El Tribunal Económico Administrativo Central, en resolución reciente, para unificación de criterio, haciéndose eco de la jurisprudencia del Tribunal Supremo y del Tribunal Constitucional, sostiene que la utilización de expresiones genéricas tales como, “analizadas las circunstancias concurrentes la conducta del obligado tributario ha sido negligente sin que se aprecie ninguna causa de exoneración de la responsabilidad” utilizadas por la A.E.A.T. como motivación en sus expedientes sancionadores, no supone motivar suficientemente el elemento subjetivo de la culpabilidad; bien al contrario, resulta una fórmula generalizada y estereotipada que no es motivación suficiente para apreciar la culpabilidad del presunto infractor y en consecuencia aplicar una sanción.

En cualquier caso, el elemento subjetivo de la culpabilidad ha de hacerse patente en el procedimiento sancionador mediante su motivación.

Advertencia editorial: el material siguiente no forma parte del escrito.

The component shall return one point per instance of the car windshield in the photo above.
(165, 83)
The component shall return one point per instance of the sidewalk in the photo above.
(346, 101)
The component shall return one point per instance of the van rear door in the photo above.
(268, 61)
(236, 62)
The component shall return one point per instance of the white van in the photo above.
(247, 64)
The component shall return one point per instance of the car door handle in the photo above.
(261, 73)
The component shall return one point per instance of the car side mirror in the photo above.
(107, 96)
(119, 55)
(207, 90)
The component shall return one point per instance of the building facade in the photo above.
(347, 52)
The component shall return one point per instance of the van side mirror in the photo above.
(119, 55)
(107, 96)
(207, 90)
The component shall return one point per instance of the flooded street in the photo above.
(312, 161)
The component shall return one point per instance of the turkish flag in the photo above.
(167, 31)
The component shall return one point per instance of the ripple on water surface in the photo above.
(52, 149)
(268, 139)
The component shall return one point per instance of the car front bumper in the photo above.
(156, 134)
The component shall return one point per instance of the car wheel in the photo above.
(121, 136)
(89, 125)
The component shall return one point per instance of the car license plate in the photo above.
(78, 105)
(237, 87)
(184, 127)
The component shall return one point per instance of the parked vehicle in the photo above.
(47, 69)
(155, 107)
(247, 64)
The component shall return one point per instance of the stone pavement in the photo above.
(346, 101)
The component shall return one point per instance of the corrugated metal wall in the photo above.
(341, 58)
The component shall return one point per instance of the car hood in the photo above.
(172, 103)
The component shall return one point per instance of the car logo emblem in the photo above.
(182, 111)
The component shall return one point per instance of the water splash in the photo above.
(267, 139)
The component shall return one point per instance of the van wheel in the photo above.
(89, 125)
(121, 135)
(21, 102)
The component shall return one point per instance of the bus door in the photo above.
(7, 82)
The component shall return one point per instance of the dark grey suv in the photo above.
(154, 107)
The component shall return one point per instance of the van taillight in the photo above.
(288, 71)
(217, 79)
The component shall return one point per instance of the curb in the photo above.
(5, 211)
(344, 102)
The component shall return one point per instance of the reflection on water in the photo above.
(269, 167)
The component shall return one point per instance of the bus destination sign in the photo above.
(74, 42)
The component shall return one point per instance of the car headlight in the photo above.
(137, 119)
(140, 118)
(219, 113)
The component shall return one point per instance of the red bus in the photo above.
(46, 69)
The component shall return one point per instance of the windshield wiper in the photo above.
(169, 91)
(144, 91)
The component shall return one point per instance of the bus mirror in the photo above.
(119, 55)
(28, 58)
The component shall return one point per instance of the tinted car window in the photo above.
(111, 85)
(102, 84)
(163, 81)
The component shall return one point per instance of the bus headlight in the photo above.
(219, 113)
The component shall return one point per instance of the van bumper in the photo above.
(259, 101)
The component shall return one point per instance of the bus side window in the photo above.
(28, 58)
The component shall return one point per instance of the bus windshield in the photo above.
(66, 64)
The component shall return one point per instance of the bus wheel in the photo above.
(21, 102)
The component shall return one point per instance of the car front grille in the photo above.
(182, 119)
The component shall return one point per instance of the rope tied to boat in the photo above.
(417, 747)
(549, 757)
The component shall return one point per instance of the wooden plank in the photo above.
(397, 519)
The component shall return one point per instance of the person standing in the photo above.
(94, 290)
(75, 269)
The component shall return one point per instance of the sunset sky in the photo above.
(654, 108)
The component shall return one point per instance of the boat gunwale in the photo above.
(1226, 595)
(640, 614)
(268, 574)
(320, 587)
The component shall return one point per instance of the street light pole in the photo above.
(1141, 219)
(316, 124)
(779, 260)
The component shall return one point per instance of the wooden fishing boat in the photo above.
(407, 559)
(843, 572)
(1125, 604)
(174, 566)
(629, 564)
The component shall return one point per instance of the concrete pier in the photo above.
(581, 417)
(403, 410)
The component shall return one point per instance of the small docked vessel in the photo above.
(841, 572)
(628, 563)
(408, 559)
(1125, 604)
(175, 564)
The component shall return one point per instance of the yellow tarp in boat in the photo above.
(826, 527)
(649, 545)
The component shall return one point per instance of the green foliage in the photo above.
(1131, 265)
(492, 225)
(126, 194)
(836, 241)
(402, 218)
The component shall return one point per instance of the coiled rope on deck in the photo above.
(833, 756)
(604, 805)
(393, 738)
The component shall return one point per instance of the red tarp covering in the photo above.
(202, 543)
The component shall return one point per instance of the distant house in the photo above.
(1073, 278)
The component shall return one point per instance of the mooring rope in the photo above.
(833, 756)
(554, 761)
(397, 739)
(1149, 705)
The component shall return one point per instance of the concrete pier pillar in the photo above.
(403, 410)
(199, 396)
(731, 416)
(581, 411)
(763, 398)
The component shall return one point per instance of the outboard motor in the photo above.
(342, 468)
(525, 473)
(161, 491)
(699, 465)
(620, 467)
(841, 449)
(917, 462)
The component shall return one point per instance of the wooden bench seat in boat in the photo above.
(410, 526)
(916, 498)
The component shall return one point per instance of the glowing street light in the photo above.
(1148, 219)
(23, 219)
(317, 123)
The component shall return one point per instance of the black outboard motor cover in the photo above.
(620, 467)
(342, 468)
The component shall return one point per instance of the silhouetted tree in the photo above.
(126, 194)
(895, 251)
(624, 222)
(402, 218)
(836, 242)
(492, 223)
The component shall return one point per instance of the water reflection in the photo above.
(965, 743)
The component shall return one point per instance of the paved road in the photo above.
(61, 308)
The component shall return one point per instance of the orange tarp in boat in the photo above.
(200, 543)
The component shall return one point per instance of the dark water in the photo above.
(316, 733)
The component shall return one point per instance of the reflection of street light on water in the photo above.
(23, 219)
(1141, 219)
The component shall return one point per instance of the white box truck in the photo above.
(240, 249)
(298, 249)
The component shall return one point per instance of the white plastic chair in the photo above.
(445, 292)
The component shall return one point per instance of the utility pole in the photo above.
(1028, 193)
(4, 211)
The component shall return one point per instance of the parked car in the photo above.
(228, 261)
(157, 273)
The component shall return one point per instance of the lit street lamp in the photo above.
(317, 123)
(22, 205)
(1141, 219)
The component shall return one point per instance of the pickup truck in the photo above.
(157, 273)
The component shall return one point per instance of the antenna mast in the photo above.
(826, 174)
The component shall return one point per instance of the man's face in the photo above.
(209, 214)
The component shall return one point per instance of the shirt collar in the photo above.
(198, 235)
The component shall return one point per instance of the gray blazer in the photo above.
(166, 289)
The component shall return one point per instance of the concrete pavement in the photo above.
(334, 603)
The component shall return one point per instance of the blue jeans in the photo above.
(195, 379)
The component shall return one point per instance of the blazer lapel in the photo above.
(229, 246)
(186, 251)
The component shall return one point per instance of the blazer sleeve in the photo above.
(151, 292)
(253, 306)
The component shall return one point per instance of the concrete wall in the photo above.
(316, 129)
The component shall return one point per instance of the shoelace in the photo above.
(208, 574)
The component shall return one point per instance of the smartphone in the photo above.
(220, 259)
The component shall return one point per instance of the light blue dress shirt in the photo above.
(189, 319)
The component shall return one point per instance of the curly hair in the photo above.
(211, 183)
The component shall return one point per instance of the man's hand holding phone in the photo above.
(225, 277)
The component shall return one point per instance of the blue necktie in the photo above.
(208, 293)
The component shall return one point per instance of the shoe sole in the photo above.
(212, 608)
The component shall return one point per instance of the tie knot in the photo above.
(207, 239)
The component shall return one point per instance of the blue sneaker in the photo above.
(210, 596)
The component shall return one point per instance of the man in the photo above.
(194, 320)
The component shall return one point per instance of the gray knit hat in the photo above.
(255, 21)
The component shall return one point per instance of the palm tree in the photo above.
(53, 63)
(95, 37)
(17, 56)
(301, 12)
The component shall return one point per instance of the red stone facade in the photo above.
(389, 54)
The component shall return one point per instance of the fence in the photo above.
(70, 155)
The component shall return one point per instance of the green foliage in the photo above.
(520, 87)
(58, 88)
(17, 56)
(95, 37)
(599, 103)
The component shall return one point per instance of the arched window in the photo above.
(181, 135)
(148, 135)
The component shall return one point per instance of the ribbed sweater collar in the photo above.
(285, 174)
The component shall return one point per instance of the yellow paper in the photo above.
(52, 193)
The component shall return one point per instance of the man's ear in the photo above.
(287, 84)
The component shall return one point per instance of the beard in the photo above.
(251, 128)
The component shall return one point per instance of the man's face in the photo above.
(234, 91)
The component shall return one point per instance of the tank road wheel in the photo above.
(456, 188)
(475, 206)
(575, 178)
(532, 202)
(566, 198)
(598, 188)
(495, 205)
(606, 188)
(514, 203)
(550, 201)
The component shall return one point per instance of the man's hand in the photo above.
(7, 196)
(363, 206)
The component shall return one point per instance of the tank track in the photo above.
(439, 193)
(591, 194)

Hasta tal punto es exigente el Tribunal que, la falta de motivación no es subsanable, quedándole vedada a la Administración el inicio de un nuevo procedimiento sancionador.

Esta interpretación abre la puerta a la viabilidad de un número importante de recursos contra los expedientes sancionadores, que hasta ahora, eran de difícil sustentación, mejorando considerablemente esta postura y por tanto las posibilidades de éxito.

El cese de actividad de perceptores de pago único.

En los últimos años, y como consecuencia de la coyuntura económica, la percepción del desempleo mediante la denominada modalidad de “Pago único”, se convirtió en una opción muy habitual entre quienes tras haber perdido su empleo, decidían aventurarse por su cuenta en el desarrollo de una nueva actividad.

Pasados los años, muchos de estos emprendedores, cesaron en el ejercicio de su actividad por diferentes motivos que no vienen al caso y que son irrelevantes, sin embargo lo que no es irrelevante es el hecho de que fiscalmente el cese de la actividad, antes de los 5 años, convierte a los importes percibidos como pago único, que inicialmente estaban exentos, en importes no exentos, ya que la exención fiscal de estos importes recibidos, se ligaba, aun no sabiéndolo el solicitante, a la permanencia en el ejercicio de su actividad durante este periodo de 5 años.

La consecuencia de estos ceses, es el gran número de liquidaciones que esta practicando la Agencia tributaria en muchos de estos casos, cabe recordar que el incumplimiento de la obligación de ejercer la actividad es extremadamente sencillo de controlar por parte de Hacienda, y la liquidación a practicar también.